CloudNatix logo

User Guide

Installing CloudNatix to VM Environments

Overview

We would like to provide the visibility and optimization feature of CloudNatix to a VM-based environment. The following is an architecture diagram that shows that Cluster Controller hosted in the CloudNatix environment monitors the infrastructure.

img

Alternatively, you can allow CloudNatix Global Controller to call the APIs of the cloud providers to collect the metrics instead of setting up the Cluster Controller.

Currently only AWS and GCP are supported for the access from Global Controller. Azure support is not yet done.

Installation Procedure for AWS

The installation consists of two steps:

  1. Create an IAM role that grants read-only permission to CloudNatix.
  2. Install CloudWatch Agent in each VM.
  3. (optional) Register the IAM role to CloudNatix Global Controller so that it can monitor.

Step 1. Create an IAM Role

We would like to have an IAM role that grants the following read-only permissions to CloudNatix:

  • ec2:Describe*
    • alternatively, ec2:DescribeInstances, ec2:DescribeInstanceTypes, ec2:DescribeVolumes, and ec2:DescribeRegions
  • cloudwatch:ListMetrics
  • cloudwatch:GetMetricData
  • cloudwatch:GetMetricStatistics

In addition to the above read-only permissions, the following permissions are needed to enable scheduled start/stop/resize of EC2 instances:

  • ec2:StartInstances
  • ec2:StopInstances
  • ec2:ModifyInstanceAttribute

To create the role, first please run the following command to obtain the "external ID" used in the policy data.
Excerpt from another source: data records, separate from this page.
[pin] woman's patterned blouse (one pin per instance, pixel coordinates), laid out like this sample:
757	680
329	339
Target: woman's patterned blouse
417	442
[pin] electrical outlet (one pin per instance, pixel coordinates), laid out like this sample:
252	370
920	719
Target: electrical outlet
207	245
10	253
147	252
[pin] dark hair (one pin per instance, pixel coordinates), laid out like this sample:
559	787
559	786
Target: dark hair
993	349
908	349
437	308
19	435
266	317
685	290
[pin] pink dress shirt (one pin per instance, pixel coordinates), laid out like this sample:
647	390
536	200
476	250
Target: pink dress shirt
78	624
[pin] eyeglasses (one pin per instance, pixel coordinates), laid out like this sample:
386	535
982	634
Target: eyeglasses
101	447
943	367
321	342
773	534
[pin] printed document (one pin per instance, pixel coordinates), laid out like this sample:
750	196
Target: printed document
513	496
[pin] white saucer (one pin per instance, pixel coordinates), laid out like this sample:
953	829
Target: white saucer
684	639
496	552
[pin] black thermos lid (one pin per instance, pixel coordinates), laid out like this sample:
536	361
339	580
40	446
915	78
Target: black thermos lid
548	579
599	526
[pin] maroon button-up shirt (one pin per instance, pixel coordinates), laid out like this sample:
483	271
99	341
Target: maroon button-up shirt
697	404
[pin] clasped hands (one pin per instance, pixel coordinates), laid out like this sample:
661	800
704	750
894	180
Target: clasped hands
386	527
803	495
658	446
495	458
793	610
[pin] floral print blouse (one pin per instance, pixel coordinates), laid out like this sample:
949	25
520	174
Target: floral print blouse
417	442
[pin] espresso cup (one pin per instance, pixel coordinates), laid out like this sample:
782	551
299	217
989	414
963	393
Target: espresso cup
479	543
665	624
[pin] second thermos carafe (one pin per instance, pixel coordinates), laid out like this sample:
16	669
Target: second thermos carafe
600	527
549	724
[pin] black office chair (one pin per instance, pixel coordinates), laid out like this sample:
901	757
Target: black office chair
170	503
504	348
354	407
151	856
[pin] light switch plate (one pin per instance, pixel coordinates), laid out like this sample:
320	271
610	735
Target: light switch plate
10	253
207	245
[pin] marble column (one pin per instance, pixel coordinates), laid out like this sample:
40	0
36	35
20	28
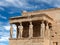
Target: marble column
11	31
30	30
20	30
48	31
42	29
17	31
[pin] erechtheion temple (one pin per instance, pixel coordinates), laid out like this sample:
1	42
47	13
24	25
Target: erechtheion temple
36	28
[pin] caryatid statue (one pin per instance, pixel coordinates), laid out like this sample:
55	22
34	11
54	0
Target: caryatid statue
11	31
20	30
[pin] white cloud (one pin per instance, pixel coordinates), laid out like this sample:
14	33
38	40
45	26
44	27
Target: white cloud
1	8
2	44
4	38
3	17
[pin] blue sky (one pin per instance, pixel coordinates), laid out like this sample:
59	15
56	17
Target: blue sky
11	8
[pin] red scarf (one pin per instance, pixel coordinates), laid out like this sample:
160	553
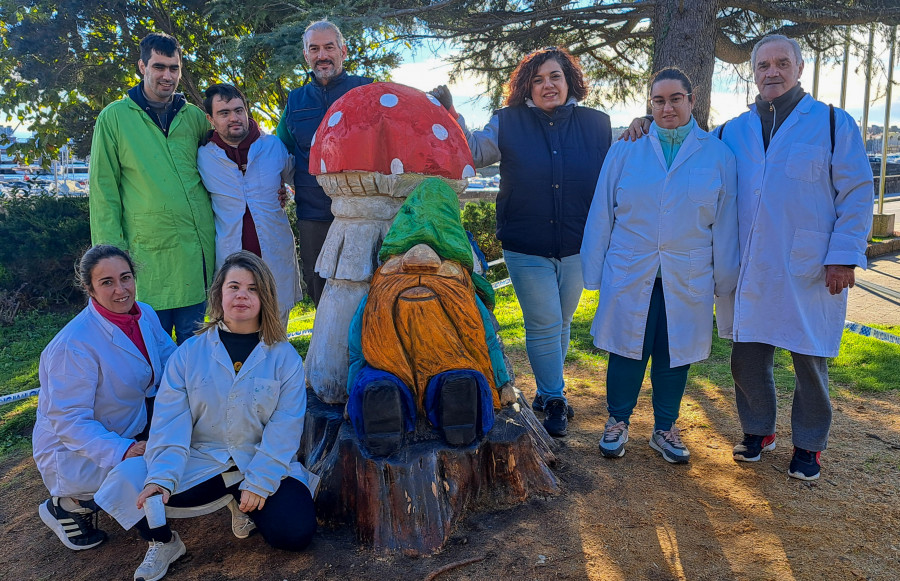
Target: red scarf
249	238
128	323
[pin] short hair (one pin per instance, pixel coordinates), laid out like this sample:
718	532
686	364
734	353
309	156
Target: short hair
673	74
225	92
84	270
323	24
519	85
160	42
271	329
798	55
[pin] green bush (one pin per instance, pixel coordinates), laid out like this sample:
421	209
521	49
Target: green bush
480	218
41	238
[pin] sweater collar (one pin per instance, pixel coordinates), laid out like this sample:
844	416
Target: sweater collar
785	102
675	136
136	93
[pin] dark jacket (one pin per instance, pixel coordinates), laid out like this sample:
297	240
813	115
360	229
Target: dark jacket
548	171
305	109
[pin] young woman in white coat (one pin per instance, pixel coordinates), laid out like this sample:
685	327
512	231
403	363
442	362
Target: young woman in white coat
661	240
228	421
96	377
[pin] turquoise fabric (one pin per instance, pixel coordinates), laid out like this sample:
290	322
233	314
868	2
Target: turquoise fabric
671	139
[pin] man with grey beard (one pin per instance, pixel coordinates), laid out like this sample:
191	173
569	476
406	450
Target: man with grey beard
325	51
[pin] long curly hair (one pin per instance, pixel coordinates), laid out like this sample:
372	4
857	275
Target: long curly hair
519	86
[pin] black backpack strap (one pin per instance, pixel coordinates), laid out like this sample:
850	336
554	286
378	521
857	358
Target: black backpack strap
831	121
831	126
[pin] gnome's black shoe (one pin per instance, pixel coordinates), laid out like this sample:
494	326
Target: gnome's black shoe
459	410
382	413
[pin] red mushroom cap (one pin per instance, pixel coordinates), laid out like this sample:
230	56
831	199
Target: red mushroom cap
390	129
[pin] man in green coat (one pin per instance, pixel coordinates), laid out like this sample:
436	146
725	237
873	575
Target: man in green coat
146	195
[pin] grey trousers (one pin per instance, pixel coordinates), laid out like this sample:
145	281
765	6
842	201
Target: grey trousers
752	367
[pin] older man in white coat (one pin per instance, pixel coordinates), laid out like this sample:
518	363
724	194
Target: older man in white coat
804	209
243	169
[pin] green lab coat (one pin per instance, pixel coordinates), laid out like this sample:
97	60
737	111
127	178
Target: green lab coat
146	197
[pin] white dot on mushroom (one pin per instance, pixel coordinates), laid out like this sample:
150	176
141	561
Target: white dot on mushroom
335	117
440	131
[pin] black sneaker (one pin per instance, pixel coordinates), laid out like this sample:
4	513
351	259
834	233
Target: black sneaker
752	447
382	415
805	464
77	529
459	410
555	420
537	404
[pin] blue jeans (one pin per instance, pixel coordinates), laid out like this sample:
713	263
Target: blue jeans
548	290
185	320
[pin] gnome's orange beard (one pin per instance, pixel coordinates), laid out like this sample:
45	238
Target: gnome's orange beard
416	325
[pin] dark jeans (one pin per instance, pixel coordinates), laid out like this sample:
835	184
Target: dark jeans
185	320
624	376
287	521
312	235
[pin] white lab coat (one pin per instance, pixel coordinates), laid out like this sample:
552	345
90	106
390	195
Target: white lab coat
794	219
94	381
268	165
208	419
681	220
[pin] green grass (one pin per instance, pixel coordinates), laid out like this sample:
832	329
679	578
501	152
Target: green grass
20	350
865	365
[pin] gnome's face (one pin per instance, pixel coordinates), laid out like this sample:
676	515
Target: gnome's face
423	261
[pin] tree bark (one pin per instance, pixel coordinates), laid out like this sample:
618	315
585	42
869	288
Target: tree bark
410	502
685	37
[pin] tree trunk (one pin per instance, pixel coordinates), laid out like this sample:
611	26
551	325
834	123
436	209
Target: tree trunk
685	37
410	501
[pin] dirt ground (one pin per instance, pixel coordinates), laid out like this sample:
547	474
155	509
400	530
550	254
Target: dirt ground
627	519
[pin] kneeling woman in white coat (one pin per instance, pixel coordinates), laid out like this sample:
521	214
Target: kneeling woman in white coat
661	239
228	421
96	376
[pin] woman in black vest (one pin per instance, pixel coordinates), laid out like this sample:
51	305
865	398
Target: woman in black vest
550	151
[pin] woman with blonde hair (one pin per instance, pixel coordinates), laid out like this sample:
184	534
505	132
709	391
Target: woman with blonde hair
228	421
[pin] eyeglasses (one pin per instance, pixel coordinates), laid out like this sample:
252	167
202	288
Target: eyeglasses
675	100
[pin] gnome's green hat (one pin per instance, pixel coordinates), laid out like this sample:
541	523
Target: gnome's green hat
430	215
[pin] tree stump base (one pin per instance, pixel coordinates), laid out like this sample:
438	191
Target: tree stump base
410	501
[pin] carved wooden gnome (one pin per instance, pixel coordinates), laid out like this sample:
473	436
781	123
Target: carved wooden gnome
422	342
374	146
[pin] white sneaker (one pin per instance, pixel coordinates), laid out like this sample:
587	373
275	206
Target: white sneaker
241	523
158	558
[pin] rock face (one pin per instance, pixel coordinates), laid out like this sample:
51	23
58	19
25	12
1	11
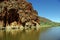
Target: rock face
19	11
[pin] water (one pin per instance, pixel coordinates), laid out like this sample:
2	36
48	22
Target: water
19	35
49	34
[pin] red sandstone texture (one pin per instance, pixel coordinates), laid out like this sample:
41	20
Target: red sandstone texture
20	11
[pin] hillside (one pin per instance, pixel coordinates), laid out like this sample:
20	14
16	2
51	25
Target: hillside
46	22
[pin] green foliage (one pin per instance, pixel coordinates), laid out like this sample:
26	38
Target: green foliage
47	22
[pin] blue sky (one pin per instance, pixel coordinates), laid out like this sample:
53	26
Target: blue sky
47	8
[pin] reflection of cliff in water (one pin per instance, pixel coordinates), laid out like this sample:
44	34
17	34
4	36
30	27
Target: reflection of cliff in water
17	35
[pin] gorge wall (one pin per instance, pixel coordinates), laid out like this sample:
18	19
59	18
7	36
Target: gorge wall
18	12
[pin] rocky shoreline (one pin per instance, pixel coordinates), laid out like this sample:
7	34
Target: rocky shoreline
18	14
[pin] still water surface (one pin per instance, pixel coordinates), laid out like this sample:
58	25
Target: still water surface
49	34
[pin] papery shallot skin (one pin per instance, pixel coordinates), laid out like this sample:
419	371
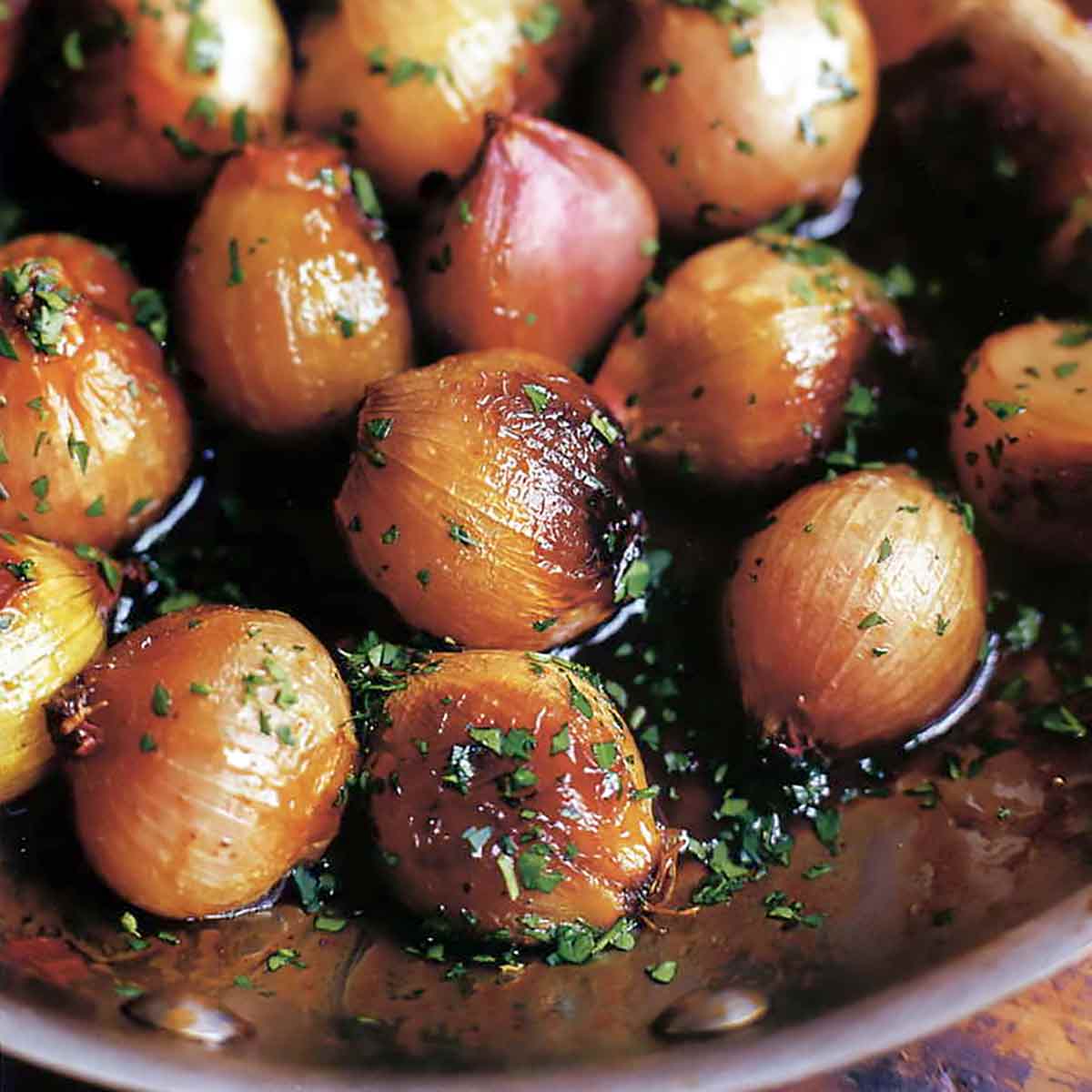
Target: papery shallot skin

cnatix infrastructure monitoring external-id

please run the following commands:

aws iam create-role \
  --role-name CloudNatixClusterController \
  --assume-role-policy-document file://<path to trust-policy.json>

aws iam put-role-policy \
  --role-name CloudNatixClusterController \
  --policy-name CloudNatixClusterControllerPolicy \
  --policy-document file://<path to perm-policy.json>

Here is the content of trust-policy.json.

{
  "Version": "2012-10-17",
  "Statement": [
    {
      "Sid": "",
      "Effect": "Allow",
      "Principal": {
        "Service": "ec2.amazonaws.com"
      },
      "Action": "sts:AssumeRole"
    },
    {
      "Sid": "",
      "Effect": "Allow",
      "Principal": {
        "AWS": "arn:aws:iam::803339316953:role/GlobalClusterWatcherProd"
      },
      "Action": "sts:AssumeRole",
      "Condition": {
        "StringEquals": {
          "sts:ExternalId": "<the external ID shown in cnatix CLI>"
        }
      }
    }
  ]
}

Here is the content of perm-policy.json.

{
  "Version": "2012-10-17",
  "Statement": {
    "Effect": "Allow",
      "Action": [
          "ec2:Describe*",
          "cloudwatch:ListMetrics",
          "cloudwatch:GetMetricData",
          "cloudwatch:GetMetricStatistics"
    ],
    "Resource": "*"
  }
}

Once the IAM role is created, please share the IAM role ARN to CloudNatix.

Step 2. Install CloudWatch Agent to Target VMs

Step 2a. Configure the IAM role attached to an EC2 instances

Give the CloudWatchAgentServerPolicy permission to the EC2 instance to be monitored.

If you don’t have an existing IAM role, create a new IAM role that has the CloudWatchAgentServerPolicy permission.

Step 2b. Install AWS CloudWatch Agent to the EC2 instance

Follow this page and install AWS CloudWatch Agent.

Here are example installation commands.

Amazon Linux 2:

sudo yum install amazon-cloudwatch-agent

Debian:

wget https://s3.amazonaws.com/amazoncloudwatch-agent/ubuntu/amd64/latest/amazon-cloudwatch-agent.deb
sudo dpkg -i -E ./amazon-cloudwatch-agent.deb

Windows:

Run the following from PowerShell:

(New-Object Net.WebClient).DownloadFile('https://s3.amazonaws.com/amazoncloudwatch-agent/windows/amd64/latest/amazon-cloudwatch-agent.msi', 'amazon-cloudwatch-agent.msi')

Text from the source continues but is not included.